Acredito mais na moral, nas leis e nas regras sociais. Confesso que não tenho competência para julgar nem a mim, muito menos aos outros sobre questões éticas. Não tenho a pretensão de me safar de um ou outro deslize, até porque acho que não existe uma forma de vida hoje que nunca tenha cometido o seu. Mas, me sinto mais a vontade e seguro quando sei e conheço as regras do jogo. Quero as coisas claras, as expectativas colocadas em alto e bom tom. Quero que as relações de confiança se construam com bases claras. Daí me sinto tranquilo e me concentro 100% em respeitá-las. O que pode, pode. O que não pode, não pode. Na dúvida, senta-se, conversa-se e esclarece-se. Simples assim. Esta “lei”, para mim, deve ser estabelecida entre pessoas e organizações, entre pessoas e pessoas e na sociedade em geral.

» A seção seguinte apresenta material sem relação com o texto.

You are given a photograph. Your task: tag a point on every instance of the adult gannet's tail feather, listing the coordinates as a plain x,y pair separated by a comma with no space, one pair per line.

Admiro pessoas coerentes. Aceito e convivo com a imperfeição, até porque estou longe de ser o exemplo da perfeição. Então prefiro conviver com pessoas que erram e assumem seus erros do que com pessoas que erram todo santo dia e posam de “guardiões da ética e da coisa certinha”. Tendo dito isso, confesso que, para mim, tanto a palavra como a definição de ética, não me fazem falta alguma. Toco a minha vida, respeitando os acordos que fiz e as regras que me foram colocadas, e não tenho medo nenhum de colocarem um telescópio apontado para mim.

E para os meus alunos, recomendo que conheçam e sigam as regras dos ambientes em que se encontram, estejam elas escritas, em um código de conduta, por exemplo, ou não. Assim, todos podem se concentrar no seu trabalho, na sua vida e no que se quer construir pessoalmente e profissionalmente.